I’m not the first person to be surprised by this data (thanks to Nick Brown for pointing me to these papers on Twitter). There was a published criticism on the study in PNAS (which no one reads or cites), and more recently, an article by Andreas Glöckner explaining how the data could be explained through a more plausible mechanism (for a nice write up, see this blog by Tom Stafford). I appreciate that people have tried to think about which mechanism could cause this effect, and if you are interested, highly recommend reading the commentaries (and perhaps even the response by the authors). 

But I want to take a different approach in this blog. I think we should dismiss this finding, simply because it is impossible. When we interpret how impossibly large the effect size is, anyone with even a modest understanding of psychology should be able to conclude that it is impossible that this data pattern is caused by a psychological mechanism. As psychologists, we shouldn’t teach or cite this finding, nor use it in policy decisions as an example of psychological bias in decision making. 

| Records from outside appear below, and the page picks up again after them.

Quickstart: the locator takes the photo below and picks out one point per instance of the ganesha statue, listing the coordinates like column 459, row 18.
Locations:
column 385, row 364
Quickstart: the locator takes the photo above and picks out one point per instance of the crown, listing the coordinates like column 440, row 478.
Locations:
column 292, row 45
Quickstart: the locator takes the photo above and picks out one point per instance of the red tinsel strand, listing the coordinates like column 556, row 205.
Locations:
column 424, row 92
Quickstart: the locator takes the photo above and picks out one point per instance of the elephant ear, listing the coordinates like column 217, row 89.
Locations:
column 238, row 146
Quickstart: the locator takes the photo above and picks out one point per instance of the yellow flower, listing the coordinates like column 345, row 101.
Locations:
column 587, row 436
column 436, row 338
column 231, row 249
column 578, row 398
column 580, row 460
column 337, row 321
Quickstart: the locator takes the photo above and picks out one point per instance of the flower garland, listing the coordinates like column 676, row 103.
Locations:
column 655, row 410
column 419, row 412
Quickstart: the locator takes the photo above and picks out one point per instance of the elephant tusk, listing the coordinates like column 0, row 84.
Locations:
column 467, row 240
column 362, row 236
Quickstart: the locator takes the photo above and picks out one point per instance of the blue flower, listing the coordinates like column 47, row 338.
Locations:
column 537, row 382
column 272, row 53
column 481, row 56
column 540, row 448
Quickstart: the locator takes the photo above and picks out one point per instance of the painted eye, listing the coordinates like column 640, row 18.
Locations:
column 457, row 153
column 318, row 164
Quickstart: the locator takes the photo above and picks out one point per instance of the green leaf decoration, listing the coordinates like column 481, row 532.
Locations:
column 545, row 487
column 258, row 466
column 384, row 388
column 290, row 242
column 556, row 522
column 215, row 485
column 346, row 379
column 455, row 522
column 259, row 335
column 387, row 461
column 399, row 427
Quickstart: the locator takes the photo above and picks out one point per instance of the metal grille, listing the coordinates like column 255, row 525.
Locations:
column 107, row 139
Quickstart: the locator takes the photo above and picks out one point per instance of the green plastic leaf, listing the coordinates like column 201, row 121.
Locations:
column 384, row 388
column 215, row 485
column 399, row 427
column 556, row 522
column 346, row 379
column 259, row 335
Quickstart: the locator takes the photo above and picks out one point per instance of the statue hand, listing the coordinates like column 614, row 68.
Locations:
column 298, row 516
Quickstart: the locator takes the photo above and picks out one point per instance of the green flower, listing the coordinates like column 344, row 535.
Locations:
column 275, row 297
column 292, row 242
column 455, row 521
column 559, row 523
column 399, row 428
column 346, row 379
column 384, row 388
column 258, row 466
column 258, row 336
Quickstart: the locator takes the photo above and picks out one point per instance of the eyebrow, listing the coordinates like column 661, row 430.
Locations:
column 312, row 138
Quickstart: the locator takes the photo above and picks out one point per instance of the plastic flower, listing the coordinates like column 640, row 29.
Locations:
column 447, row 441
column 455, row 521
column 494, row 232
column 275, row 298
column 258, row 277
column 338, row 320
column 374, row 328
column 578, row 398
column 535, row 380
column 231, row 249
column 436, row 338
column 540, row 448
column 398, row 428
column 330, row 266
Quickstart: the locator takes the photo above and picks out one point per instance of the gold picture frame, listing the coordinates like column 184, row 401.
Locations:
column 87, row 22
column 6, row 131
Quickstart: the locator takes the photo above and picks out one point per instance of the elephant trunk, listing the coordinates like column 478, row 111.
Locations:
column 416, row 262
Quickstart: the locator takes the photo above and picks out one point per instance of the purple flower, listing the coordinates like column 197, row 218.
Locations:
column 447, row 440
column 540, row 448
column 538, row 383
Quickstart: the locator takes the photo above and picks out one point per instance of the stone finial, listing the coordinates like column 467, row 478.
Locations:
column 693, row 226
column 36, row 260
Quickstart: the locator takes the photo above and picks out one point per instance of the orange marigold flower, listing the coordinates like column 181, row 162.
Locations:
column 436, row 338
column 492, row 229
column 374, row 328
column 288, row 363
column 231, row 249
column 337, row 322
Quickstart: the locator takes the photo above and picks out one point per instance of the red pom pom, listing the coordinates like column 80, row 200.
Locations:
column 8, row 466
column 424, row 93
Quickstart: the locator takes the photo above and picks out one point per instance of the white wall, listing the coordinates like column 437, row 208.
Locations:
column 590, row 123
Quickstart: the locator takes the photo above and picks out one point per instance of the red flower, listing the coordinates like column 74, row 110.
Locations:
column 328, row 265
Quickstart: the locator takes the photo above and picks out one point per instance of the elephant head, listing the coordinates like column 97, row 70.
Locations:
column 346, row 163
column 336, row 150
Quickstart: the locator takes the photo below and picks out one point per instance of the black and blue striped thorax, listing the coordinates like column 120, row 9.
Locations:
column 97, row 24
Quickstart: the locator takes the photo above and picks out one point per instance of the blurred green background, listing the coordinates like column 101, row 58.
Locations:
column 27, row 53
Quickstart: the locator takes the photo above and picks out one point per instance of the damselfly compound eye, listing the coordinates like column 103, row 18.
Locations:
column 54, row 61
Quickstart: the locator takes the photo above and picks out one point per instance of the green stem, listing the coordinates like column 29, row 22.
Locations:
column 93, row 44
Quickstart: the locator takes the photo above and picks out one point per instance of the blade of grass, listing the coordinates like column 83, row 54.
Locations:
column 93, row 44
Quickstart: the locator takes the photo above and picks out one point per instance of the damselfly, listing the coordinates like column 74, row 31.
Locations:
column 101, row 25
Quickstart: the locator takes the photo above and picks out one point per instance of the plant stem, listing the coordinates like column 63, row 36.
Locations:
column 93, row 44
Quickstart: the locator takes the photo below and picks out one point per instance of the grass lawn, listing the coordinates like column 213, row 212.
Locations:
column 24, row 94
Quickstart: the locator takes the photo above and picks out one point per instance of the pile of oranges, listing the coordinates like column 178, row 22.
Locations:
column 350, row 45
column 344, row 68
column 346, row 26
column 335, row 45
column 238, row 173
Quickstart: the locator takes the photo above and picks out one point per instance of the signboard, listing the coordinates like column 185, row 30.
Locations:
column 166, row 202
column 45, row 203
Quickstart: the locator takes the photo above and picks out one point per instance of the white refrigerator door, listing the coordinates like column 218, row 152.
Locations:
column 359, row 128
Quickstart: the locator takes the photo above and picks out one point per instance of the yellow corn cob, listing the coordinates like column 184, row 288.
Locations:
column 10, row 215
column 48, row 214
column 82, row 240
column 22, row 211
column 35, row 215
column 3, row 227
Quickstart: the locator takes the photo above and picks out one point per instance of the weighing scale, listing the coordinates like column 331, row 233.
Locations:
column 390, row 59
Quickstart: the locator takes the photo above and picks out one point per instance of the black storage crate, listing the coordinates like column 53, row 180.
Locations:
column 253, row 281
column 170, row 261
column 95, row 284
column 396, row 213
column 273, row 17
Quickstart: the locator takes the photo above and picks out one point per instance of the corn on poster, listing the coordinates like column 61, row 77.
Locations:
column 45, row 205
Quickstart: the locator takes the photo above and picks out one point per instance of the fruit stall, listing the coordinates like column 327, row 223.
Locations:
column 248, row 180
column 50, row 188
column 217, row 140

As Glöckner notes, one surprising aspect of this study is the magnitude of the effect: ‘A drop of favorable decisions from 65% in the first trial to 5% in the last trial as observed in DLA is equivalent to an odds ratio of 35 or a standardized mean difference of d = 1.96 (Chinn, 2000)’.

Some people dislike statistics. They are only interested in effects that are so large, you can see them by just plotting the data. This study might seem to be a convincing illustration of such an effect. My goal in this blog is to argue against this idea. You need statistics, maybe especially when effects are so large they jump out at you.

When reporting findings, authors should report and interpret effect sizes. An important reason for this is that effects can be impossibly large. An example I give in my MOOC is the Ig Nobel prize winning finding that suicide rates among white people increased with the amount of airtime dedicated to country music. The reported (but not interpreted) correlation was a whopping r = 0.54. I once went to a Dolly Parton concert with my wife. It was a great 2 hour show. If the true correlation between listening to country music and white suicide rates was 0.54, this would not have been a great concert, but a mass-suicide.

Based on this data, the difference between the height of 21-year old men and women in The Netherlands is approximately 13 centimeters. That is a Cohen’s d of 2. That’s the effect size in the hungry judges study.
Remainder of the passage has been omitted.